Wild (et al. 1998) and others have stressed the great advantages of digitally analysing the degree of twist in yarns because it enables researchers to distinguish the hand of individual spinners in a dataset and also the degree of experience of the spinner (Cork et al. 1996, Wild et al. 1998). Unfortunately this method was not available for this dataset, therefore the degree of twist has been classified as low, medium or high or, in the case of irregularly spun threads, as a combination of these. The finer threads (up to 0.5 mm) are generally spun medium to high regularity, making a very strong yarn. The 0.5-1.5 mm thick threads show a wide range of twist, from low to very high. The very thick yarns are often barely spun, making a very soft thread.

Table 6 shows that most fabrics from well-dated sites were woven with threads of 0.75-1.5 mm thickness. The finest, 1.5 mm is represented only in small numbers. There are some differences between the three major textile sites, Dokkum, Westeremden and Leens. In Dokkum there is slightly more fine spinning, whereas Westeremden has a larger share of the 0.75-1.5 class. Leens shows significantly less fine threads and more very coarse yarns of the >1.5 mm class. Middelburg shows a completely different pattern with a dominance of fine spinning, 37% in the <0.5 mm and 29% in the 0.5-0.75 mm class.


Table 6a. Distribution of the thickness of spun threads per site and per group of sites.


Table 6b. Graphic representation.

As stated before we may assume that it was possible to produce threads as thin as 0.5 mm despite the lower quality of the wool. Therefore there is no doubt that it would technically be possible to spin even finer threads. However, spinning and weaving these fine threads into equally fine fabrics would be more time consuming than spinning coarser threads and fabrics. These textiles consequently must surely have been more valuable than the coarser fabrics. The fact that more than 20% of the yarns are of this fine and time-consuming quality indicates that the people in these settlements either had time to produce this quality textile or sufficient wealth to purchase it, which may imply a certain level of craft specialization.
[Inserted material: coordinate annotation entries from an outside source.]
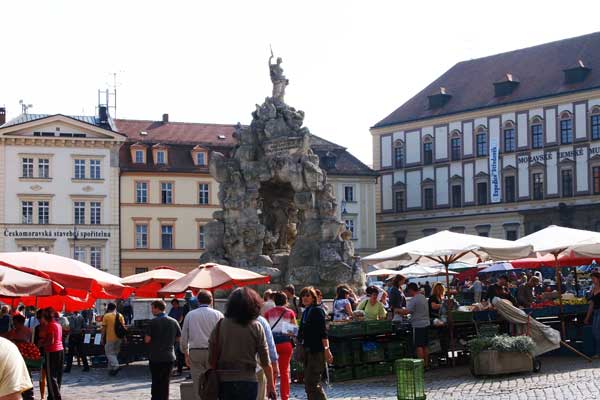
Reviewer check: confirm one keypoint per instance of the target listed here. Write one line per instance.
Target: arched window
(455, 146)
(399, 153)
(595, 123)
(509, 137)
(427, 150)
(537, 133)
(566, 128)
(481, 141)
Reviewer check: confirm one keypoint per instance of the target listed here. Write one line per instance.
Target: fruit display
(29, 351)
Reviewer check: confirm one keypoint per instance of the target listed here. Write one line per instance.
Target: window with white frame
(43, 212)
(95, 170)
(160, 157)
(27, 164)
(79, 169)
(141, 236)
(79, 253)
(166, 236)
(141, 192)
(201, 158)
(166, 192)
(201, 237)
(95, 213)
(27, 212)
(203, 193)
(350, 226)
(44, 168)
(96, 257)
(79, 212)
(349, 193)
(139, 156)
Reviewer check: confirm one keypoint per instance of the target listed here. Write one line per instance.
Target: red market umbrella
(78, 278)
(147, 284)
(565, 260)
(15, 283)
(214, 277)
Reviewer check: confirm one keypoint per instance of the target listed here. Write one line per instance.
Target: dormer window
(576, 73)
(160, 157)
(200, 156)
(160, 154)
(138, 153)
(439, 98)
(139, 156)
(506, 85)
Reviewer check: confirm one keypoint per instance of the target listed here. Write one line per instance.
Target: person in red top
(51, 340)
(283, 325)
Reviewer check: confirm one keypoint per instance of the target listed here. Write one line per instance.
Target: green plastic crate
(378, 327)
(347, 329)
(383, 369)
(363, 371)
(462, 316)
(341, 374)
(410, 381)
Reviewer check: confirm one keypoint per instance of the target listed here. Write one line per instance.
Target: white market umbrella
(421, 271)
(447, 247)
(558, 239)
(498, 267)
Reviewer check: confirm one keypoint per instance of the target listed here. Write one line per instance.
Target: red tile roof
(176, 132)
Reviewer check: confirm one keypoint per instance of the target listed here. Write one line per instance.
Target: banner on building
(495, 188)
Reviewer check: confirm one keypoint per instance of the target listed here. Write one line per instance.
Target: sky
(349, 63)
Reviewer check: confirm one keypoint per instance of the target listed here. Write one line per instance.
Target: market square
(316, 217)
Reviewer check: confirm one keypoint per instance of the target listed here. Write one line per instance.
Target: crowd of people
(252, 344)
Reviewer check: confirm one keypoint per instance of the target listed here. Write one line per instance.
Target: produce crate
(378, 327)
(347, 329)
(410, 381)
(341, 374)
(363, 371)
(395, 350)
(462, 316)
(373, 352)
(383, 369)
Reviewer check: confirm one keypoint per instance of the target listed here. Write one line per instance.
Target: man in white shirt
(14, 377)
(197, 327)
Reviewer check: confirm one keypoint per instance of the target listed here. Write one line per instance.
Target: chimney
(103, 114)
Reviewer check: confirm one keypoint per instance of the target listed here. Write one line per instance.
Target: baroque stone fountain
(279, 213)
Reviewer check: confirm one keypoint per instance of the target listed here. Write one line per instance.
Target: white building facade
(495, 147)
(60, 187)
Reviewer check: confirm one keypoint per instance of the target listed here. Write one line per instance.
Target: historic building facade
(497, 146)
(167, 193)
(60, 187)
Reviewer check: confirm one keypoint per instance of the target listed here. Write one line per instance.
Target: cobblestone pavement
(560, 378)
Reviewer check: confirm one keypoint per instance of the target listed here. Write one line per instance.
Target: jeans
(596, 331)
(284, 350)
(75, 349)
(314, 366)
(111, 350)
(238, 390)
(161, 378)
(54, 365)
(198, 366)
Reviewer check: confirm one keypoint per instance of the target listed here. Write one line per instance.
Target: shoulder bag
(209, 381)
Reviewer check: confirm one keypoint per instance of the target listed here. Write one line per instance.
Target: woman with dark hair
(397, 299)
(53, 347)
(283, 324)
(235, 343)
(594, 310)
(313, 337)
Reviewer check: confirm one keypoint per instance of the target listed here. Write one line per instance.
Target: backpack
(120, 330)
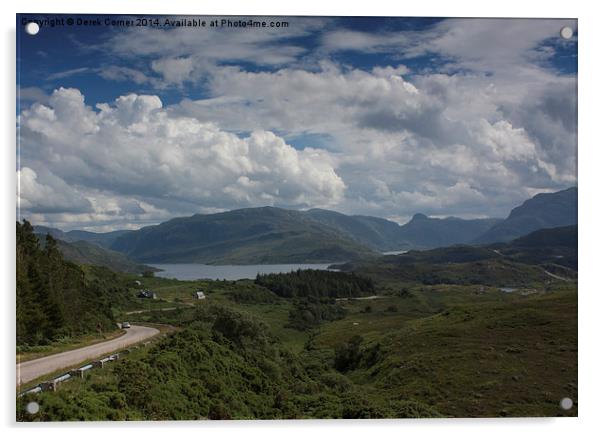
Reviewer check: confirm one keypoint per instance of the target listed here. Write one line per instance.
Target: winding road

The majority of the spinning is of a much coarser quality. Instead of considering the technical limitations of the craftspeople, there may be other ways to explain this distribution. One very practical assumption may be that the settlements have yielded not only remains of clothes but also a large proportion of furniture or household textiles, which were not required to be of a very fine quality. Many pieces from the coarse section of the dataset however show traces of sewing and may have been primarily used as clothing. It may therefore be assumed that time was also an important factor in the choice of a certain quality of thread. As stated earlier, spinning and weaving fine threads is time consuming and had to be combined with numerous other tasks. Therefore an overrepresentation of rather coarse fabrics may indicate that the people involved generally did not have the time to put more effort into textile production. Neither would it suggest they had the means to let others do this work for them. Comparing the sites, Dokkum may perhaps be seen as an exception where there is an even distribution of threads up to 0.75 mm and thicker ones. Middelburg seems to be an important exception, but in reality it is not. The examples of fine spinning in the textiles from this settlement are in most cases only present in the warp. These fabrics have been made with a very thin and strong warp but very often with a much thicker weft. The production of these textiles is thus no more time consuming than for other rather coarse fabrics.